Breach in Labour armour: Reeves' October budget did nothing to fix the foundations, says ALEX BRUMMER

It’s easy to see why the Chancellor was comfortable with her Chief Secretary to the Treasury, Darren Jones, taking the blame for the drop in confidence in government bonds and the pound in Parliament.

If Rachel Reeves has chosen to appear, before hot-footing it to Beijing, she might have feared giving in to the crisis narrative.

The reality is that her stewardship of the Treasury and Labour’s occupation of Downing Street has been strewn with fundamental errors. 

The wisdom of the Treasury has long been held in high esteem in Whitehall from where it rules the roost over other Government departments.

In recent times a great deal of experience, so critical in times of market upheaval, has walked out.

Liz Truss’s choice to let go of Tom Scholar, who played a key role in supporting the Labour government during the financial crisis of 2008-09, was a major error that left the Treasury vulnerable.

Budget flop: Rachel Reeves's insistence on referring endlessly to a £22bn black hole in the public finances was a bond market dampener almost from the first day

Rachel Reeves continually highlighting a £22 billion deficit in public finances during the budget discussions had a negative impact on the bond market right from the start.

In the distant past Labour governments have been helped by experienced fixers.

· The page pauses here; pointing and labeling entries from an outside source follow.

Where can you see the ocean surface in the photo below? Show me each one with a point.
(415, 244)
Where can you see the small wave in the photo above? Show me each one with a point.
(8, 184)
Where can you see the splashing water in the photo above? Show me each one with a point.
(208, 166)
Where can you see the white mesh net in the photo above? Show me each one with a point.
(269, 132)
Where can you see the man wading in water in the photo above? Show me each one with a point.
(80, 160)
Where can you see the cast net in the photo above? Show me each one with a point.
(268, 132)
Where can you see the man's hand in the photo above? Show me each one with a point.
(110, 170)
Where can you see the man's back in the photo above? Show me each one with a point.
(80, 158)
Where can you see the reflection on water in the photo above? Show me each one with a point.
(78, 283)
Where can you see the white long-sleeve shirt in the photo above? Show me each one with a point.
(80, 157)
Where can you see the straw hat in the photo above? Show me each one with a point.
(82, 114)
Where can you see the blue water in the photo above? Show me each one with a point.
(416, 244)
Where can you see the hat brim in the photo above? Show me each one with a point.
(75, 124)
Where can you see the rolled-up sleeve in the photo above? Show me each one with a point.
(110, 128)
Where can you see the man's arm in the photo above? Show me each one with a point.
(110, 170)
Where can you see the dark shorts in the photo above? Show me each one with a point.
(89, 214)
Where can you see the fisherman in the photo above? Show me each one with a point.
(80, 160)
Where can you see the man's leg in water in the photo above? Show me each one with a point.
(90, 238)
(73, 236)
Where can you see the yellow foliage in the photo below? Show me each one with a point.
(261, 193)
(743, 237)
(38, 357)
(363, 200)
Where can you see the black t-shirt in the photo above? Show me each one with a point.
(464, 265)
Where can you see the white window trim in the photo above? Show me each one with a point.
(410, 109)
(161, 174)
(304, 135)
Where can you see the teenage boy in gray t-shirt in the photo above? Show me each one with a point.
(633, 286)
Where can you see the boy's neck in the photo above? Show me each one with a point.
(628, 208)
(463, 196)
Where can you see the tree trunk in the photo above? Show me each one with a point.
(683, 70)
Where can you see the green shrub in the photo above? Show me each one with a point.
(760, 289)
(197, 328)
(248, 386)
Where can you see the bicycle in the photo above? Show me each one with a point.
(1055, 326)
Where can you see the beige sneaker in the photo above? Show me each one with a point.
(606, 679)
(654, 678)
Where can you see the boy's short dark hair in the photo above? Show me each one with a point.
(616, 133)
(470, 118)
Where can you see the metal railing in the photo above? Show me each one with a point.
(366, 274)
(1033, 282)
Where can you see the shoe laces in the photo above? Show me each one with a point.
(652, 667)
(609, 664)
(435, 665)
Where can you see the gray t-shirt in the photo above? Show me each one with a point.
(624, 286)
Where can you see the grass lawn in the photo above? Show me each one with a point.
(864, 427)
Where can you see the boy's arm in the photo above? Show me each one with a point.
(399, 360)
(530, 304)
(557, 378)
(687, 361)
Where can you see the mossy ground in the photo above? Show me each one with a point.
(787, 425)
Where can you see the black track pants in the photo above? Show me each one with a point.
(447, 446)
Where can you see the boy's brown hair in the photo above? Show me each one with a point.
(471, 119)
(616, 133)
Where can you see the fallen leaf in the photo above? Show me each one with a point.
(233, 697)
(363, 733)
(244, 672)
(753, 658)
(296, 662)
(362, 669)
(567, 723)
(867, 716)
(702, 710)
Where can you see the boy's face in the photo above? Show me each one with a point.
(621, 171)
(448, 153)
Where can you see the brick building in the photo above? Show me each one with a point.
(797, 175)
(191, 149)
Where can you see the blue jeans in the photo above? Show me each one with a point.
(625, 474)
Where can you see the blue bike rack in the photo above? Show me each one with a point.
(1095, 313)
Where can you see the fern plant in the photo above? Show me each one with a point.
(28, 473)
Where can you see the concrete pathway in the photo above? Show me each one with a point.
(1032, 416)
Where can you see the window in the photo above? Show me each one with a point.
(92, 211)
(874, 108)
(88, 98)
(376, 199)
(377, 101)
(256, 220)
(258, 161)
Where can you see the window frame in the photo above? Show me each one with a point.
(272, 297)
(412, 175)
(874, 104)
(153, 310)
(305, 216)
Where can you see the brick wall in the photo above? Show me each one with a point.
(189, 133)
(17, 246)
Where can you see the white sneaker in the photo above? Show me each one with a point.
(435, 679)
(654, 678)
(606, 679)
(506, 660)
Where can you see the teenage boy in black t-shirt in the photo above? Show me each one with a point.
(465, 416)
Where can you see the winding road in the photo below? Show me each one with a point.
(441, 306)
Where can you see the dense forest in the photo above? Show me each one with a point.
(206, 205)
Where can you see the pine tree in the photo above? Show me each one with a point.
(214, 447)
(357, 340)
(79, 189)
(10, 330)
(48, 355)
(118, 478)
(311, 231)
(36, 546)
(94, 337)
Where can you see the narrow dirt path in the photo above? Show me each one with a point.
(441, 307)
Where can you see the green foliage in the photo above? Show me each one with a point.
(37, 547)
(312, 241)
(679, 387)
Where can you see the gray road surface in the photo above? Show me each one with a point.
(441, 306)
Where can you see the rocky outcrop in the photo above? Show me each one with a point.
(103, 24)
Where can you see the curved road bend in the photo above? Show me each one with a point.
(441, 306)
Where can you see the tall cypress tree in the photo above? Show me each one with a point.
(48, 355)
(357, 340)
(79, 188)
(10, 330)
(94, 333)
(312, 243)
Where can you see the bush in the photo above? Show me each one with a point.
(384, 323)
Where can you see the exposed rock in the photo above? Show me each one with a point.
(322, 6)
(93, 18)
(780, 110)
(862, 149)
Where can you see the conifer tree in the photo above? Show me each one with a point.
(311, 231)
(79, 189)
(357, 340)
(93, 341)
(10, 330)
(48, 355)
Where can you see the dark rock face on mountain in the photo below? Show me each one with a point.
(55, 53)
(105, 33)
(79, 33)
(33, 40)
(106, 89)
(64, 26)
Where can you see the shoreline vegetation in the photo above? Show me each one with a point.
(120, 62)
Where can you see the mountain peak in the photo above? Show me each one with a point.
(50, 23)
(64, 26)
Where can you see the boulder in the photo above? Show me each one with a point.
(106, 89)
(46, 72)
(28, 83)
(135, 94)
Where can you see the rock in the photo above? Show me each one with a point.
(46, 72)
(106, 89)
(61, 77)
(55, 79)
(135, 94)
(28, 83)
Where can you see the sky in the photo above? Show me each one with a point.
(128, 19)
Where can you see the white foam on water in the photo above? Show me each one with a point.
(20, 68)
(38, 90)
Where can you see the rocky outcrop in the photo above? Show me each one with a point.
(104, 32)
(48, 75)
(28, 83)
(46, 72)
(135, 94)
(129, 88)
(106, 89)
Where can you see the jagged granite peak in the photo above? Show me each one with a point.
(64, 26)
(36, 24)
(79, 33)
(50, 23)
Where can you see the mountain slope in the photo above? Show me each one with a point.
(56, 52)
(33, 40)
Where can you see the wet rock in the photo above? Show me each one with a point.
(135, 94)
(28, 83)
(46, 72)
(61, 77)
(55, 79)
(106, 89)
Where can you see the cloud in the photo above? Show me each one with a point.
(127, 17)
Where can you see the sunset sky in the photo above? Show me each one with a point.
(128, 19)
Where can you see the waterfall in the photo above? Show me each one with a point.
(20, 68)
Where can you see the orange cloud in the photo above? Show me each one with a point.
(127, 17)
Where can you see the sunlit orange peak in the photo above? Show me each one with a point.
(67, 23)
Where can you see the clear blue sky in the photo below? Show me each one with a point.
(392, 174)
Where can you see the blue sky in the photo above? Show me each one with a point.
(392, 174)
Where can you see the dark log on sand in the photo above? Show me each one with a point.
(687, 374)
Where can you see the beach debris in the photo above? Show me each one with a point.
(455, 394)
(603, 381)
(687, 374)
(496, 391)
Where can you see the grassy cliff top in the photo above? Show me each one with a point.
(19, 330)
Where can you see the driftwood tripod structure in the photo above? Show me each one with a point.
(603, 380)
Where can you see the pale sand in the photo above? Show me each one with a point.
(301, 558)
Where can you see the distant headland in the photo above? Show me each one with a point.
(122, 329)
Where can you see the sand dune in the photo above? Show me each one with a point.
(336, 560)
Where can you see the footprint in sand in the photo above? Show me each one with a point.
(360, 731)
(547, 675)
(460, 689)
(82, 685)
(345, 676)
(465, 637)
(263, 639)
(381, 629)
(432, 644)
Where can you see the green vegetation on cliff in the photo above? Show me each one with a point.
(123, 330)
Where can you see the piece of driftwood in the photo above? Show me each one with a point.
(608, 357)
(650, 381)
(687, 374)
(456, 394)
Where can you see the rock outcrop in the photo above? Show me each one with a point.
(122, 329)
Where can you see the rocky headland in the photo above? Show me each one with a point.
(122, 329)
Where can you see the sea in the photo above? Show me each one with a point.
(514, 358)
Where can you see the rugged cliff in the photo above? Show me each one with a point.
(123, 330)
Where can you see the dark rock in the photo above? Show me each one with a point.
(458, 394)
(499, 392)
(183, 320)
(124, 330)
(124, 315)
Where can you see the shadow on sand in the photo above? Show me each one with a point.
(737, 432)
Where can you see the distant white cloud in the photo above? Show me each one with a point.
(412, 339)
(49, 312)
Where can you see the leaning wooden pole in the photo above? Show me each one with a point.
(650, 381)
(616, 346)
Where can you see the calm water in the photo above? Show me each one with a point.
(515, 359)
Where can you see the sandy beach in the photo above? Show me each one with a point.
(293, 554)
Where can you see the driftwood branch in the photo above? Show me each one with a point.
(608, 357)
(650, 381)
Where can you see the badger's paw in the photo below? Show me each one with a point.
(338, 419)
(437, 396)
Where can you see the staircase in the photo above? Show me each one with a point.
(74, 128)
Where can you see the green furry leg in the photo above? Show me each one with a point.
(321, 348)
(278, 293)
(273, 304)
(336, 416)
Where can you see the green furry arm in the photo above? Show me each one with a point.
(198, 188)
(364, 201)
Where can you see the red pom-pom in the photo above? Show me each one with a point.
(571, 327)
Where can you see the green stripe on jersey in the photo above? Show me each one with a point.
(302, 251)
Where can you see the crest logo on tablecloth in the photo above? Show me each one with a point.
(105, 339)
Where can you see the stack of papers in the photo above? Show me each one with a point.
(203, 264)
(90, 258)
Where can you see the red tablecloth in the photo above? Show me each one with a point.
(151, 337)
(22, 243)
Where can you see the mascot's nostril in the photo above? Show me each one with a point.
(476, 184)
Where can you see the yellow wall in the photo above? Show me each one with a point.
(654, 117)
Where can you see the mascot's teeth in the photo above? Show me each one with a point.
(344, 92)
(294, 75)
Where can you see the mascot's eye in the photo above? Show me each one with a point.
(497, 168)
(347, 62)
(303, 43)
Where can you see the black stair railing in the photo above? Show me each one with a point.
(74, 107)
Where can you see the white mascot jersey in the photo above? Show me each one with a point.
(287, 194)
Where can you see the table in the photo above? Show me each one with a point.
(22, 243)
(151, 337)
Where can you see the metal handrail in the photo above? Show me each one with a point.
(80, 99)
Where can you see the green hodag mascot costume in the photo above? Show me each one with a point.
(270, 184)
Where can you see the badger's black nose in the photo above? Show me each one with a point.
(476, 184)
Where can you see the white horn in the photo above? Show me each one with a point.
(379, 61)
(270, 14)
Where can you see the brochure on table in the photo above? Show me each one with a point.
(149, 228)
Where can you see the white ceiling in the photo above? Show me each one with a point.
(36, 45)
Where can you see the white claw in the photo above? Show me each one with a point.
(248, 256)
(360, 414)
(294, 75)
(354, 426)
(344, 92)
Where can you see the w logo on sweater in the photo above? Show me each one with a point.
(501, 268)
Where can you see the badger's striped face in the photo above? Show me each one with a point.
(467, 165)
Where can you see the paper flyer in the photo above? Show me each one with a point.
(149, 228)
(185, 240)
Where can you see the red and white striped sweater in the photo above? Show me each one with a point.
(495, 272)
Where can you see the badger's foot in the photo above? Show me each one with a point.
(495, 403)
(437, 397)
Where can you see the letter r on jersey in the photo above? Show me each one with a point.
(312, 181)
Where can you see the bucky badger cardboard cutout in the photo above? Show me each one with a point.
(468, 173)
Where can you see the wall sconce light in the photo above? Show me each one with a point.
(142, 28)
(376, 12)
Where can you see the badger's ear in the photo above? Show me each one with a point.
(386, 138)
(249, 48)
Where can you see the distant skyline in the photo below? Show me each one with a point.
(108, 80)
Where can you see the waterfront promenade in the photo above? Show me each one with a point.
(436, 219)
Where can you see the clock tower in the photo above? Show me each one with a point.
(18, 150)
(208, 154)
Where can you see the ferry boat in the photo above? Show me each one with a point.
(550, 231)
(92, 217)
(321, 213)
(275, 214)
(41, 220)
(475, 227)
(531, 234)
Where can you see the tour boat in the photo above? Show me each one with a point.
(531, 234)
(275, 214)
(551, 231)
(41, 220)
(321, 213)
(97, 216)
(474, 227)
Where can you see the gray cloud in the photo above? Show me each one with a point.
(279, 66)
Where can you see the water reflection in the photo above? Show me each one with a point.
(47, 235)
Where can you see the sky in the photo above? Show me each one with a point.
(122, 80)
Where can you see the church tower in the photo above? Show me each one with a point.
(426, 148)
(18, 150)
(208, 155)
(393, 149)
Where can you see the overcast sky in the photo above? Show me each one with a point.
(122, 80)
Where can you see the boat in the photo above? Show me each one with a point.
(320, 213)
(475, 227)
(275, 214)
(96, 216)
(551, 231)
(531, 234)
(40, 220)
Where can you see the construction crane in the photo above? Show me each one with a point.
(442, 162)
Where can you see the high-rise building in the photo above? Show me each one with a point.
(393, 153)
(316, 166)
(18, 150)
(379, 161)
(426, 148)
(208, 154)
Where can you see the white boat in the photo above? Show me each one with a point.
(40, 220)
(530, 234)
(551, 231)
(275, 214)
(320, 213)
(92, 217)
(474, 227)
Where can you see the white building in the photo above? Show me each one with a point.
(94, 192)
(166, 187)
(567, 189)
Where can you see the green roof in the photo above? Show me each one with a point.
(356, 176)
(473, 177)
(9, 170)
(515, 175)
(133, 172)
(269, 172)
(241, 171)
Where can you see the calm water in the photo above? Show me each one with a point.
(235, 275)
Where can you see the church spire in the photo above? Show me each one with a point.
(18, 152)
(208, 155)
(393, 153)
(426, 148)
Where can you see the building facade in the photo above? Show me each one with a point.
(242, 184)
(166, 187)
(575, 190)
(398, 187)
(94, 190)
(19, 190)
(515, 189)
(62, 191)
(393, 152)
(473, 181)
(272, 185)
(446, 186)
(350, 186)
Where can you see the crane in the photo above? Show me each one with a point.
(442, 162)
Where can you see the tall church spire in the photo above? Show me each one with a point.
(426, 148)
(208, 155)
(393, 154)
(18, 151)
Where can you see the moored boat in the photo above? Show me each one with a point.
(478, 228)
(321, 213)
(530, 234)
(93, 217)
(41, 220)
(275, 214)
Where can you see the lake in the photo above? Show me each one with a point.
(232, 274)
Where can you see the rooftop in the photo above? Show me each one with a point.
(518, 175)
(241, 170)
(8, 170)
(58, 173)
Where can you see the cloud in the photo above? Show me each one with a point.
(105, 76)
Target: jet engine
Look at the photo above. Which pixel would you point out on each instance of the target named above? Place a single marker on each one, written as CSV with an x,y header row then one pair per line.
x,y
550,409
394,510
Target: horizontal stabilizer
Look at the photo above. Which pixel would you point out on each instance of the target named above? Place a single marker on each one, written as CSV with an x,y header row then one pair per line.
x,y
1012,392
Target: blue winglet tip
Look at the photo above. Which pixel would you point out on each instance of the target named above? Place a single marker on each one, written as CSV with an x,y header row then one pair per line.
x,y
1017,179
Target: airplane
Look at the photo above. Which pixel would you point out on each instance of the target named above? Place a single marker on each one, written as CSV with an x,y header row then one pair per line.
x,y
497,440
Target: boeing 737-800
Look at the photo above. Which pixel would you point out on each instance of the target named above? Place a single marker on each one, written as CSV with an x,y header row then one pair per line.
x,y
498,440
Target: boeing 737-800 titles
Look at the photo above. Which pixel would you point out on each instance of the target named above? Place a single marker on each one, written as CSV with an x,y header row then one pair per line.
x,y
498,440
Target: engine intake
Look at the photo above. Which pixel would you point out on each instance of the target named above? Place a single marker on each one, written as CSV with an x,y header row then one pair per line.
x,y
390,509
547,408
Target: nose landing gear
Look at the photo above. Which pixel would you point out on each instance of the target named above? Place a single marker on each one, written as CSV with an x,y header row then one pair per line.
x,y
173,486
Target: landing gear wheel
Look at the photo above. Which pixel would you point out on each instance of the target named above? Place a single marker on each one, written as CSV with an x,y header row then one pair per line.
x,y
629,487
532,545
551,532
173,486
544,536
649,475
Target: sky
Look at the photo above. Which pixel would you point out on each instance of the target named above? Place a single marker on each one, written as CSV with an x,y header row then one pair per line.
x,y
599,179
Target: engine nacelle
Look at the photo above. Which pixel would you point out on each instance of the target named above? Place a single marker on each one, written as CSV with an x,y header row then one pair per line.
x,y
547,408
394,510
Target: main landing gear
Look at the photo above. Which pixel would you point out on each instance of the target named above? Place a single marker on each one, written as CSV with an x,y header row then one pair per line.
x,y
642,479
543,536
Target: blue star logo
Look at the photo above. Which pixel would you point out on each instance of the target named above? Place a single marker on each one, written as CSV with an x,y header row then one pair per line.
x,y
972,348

The names of Harold Lever and Joel Barnett come to mind. During an LBC radio interview the former Cabinet Secretary Gus O’Donnell, known as ‘GOD’ at Westminster, argued that Number 10 needs ‘more intellectual heft and economic expertise’ to tackle the upcoming spending review otherwise it will be ‘incredibly messy.’

Reeves began her incumbency with a strong following wind. Much of it dissipated very quickly. 

Her insistence on referring endlessly to a £22billion black hole in the public finances, still part of Jones’s spiel in the Commons, was a bond market dampener almost from the first day.

The muddle only became worse. The early passage in July of Labour’s Budget Responsibility Bill, intended as riposte to Trussonomics is a mistake. 

Except in the case of an emergency (such as Covid-19), it requires the Office for Budget Responsibility (OBR) to provide a full assessment of every ‘fiscally significant’ event.

It represents a big divestment of power and flexibility to an independent agency.

If the idea was to ensure Government policies would be trusted by the markets, because of the OBR imprimatur, it has failed. 

The underlying cause of the current imbroglio is that Reeves’ budget on July 30 did nothing to fix the foundations.

As the Institute for Fiscal Studies notes, it left a ‘razor-thin’ margin for meeting her own fiscal rules. 

The surge in bond rates, now at a 16-and-a-half year high, has raised the cost of servicing national debt and wiped out the headroom.

It is now likely that the OBR will forecast higher borrowing in March fuelled by extra interest costs of some £8billion, against the £10billion headroom.

In addition, there could be a sharp reduction in the growth forecast, the economy having ground to halt in the second half of last year.

The only thing propping it up is the splurge of spending on public services where money is being splashed without productivity goals. 

It is too early to predict what will happen on March 26, when there is meant to be a vanilla OBR update.

Public spending decisions were to be postponed until June to give more time to a ‘zero’ budgeting approach, where every department has to go back to basics and justify all spending.

Even if the markets were to correct cuts in public spending, a new austerity may be unavoidable unless Reeves finds a way of retreating from her pledge before the CBI business leaders of no more tax rises after the £40billion already removed from the pockets of business and consumers.

The big Labour drivers of growth, housing and infrastructure, a green energy revolution and business confidence will all be damaged by higher interest rates which dramatically change the economics of investment.

The Bank of England, having suffered the slings and arrows of keeping rates too low for too long and Russia’s war on Ukraine, may be reluctant to help.

If it were to lower short-term rates, it could assist in guiding down longer borrowing costs.

Governor Andrew Bailey, accompanying the Chancellor to China, could have been a reassuring presence on Threadneedle Street at this time. He is well-schooled in crisis management.